Anyone out there have Lawden's book, "An Introduction to Tensor Calculus, Relativity and Cosmology"? Expression 39.13 (on p 109) and the sentence that precedes it have me stumped. My understanding of what he's saying is that a symmetric quadratic form can always be diagonalized so that the coefficients are 1. I was not aware of this. It seems to me that's the same thing as saying all symmetric matrices are similar to the identity--that is, its eigenvalues are all 1. If someone could clear this up for me it would be awesome.

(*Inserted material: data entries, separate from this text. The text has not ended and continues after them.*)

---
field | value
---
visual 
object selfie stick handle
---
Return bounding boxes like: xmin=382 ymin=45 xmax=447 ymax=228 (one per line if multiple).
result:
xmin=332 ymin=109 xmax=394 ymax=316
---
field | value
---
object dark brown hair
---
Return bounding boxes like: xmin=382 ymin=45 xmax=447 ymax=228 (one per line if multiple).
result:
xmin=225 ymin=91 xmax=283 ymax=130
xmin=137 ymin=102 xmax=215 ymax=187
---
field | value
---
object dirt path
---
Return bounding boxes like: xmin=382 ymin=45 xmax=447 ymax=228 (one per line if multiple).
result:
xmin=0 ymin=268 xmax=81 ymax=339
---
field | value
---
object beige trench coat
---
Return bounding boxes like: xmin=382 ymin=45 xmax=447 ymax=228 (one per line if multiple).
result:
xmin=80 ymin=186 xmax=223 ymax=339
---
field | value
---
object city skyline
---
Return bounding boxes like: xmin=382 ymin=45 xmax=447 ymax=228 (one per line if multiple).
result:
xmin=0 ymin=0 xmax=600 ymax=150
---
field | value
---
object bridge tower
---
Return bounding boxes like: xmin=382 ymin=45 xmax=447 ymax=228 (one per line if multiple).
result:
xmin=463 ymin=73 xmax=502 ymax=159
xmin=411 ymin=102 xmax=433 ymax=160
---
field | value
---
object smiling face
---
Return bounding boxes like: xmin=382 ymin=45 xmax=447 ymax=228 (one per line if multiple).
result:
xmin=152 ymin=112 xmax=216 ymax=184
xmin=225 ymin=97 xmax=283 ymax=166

By the way, I know this is more of a linear algebra question, but I mentioned it in here because I figured people in this forum might be familiar with the book.

thank you :)

 

[PBRMEASAP]

Okay I figured out some of that typesetting stuff so I can actually write what Lawden says.

We have the quadratic form

$$d s^2 = g_{ij} d x^i d x^j$$

where $$g_{ij}$$ is the (symmetric) metric tensor at point A, $$x^i = a^i$$. Define the y-coordinates by the relation

$$x^i = b^i{}_{j} y^j$$,

which is to say

$$d x^i = b^i{}_{j} d y^j$$.

Lawden says, "...it is a well known result from algebra that the quadratic form $$g_{ij} d x^i d x^j$$ can be reduced to the diagonal form

$$(d y^1)^2 \ + \ (d y^2)^2 \ + \ ... \ + \ (d y ^N)^2$$

at the point A by proper choice of the $$b^i{}_j$$ (some of these coefficients may have to be given imaginary values)." This is important because he is showing that at points where the metric tensor is stationary, a coordinate frame can be chosen that is locally Cartesian. At any rate, I'm not familiar with this well known result from algebra. If anyone is, please explain it to me.

thanks!

 

[PBRMEASAP]

I really need to start coming up with catchier titles for my posts. I hearby rename this thread "Is spacetime locally flat, and how does this affect consciousness from a positivist point of view, in light of recent work by Popper?". Just kidding, someone answered my question in the algebra forum.